Mengutip Reuters, survei publik menunjukkan hanya ada tujuh dari 50 negara bagian yang benar-benar kompetitif kali ini, sementara negara bagian lainnya sudah dikuasai oleh Partai Demokrat atau Republik. Swing states, yang sering disebut medan pertempuran suara, berperan besar dalam menentukan hasil pemilu nasional karena tidak ada partai yang mendominasi dukungan di wilayah-wilayah ini.

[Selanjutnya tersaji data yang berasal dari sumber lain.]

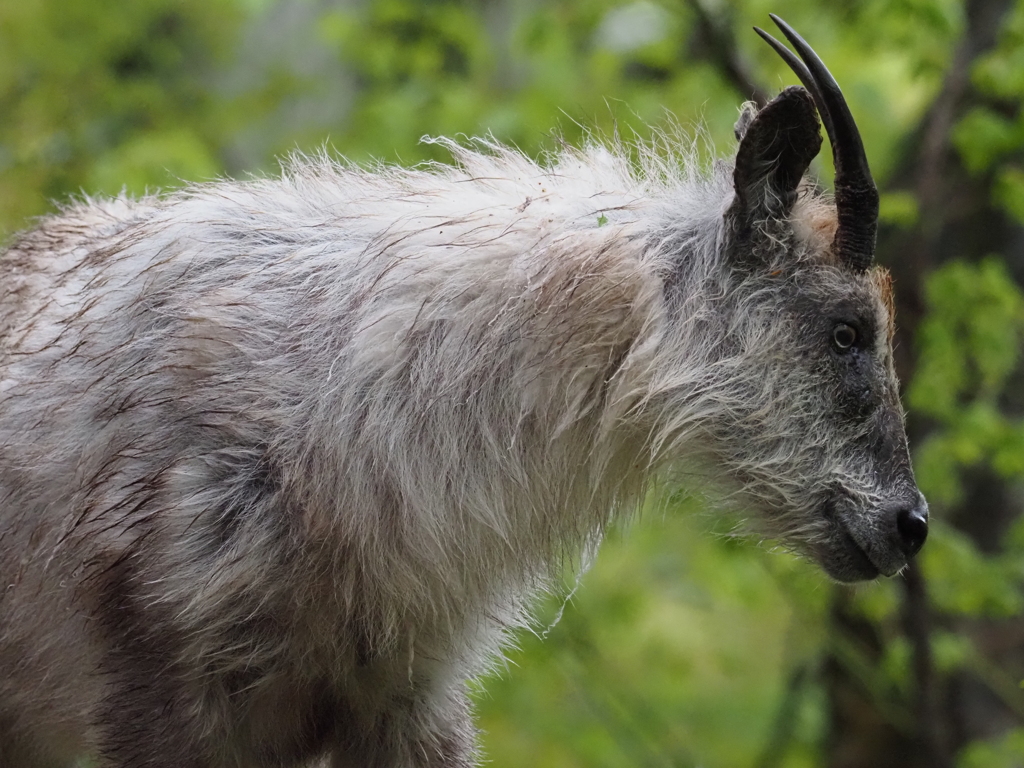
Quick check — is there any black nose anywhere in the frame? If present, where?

Tahun ini, tujuh negara bagian yang menjadi pusat perhatian adalah Arizona, Georgia, Michigan, Nevada, North Carolina, Pennsylvania, dan Wisconsin. Di antara ketujuh negara bagian ini, Pennsylvania menjadi medan pertempuran paling krusial yang bisa menentukan apakah Kamala Harris dari Demokrat atau Donald Trump dari Republik yang akan duduk di kursi presiden.

Strategi kampanye kedua kandidat menunjukkan fokus mereka pada swing states ini, dengan sebagian besar anggaran iklan dan acara kampanye terpusat di tujuh wilayah tersebut. Michigan, Pennsylvania, dan Wisconsin sebelumnya dikenal sebagai “benteng biru” Demokrat selama beberapa dekade. Namun, kemenangan tipis Trump di ketiga negara bagian itu pada 2016 mengantarnya ke Gedung Putih. Ini mengejutkan banyak pihak yang memperkirakan Hillary Clinton akan menang.

Empat tahun kemudian, Joe Biden berhasil membalik keadaan dengan merebut kembali Michigan, Wisconsin, dan Pennsylvania untuk Demokrat. Selain itu, dia juga mencetak kemenangan tak terduga di Georgia dan Arizona, yang secara tradisional menjadi basis kuat Partai Republik.

Sejumlah survei menunjukkan Kamala Harris unggul tipis dari Trump. Jajak pendapat terbaru dari Reuters/Ipsos mencatat Harris unggul tipis tiga persen, dengan 45 persen suara dibandingkan Trump yang mendapat 42 persen. Begitu juga dalam survei nasional 538/ABC News, Harris unggul dengan 49 persen, sementara Trump mengumpulkan 46 persen.(*)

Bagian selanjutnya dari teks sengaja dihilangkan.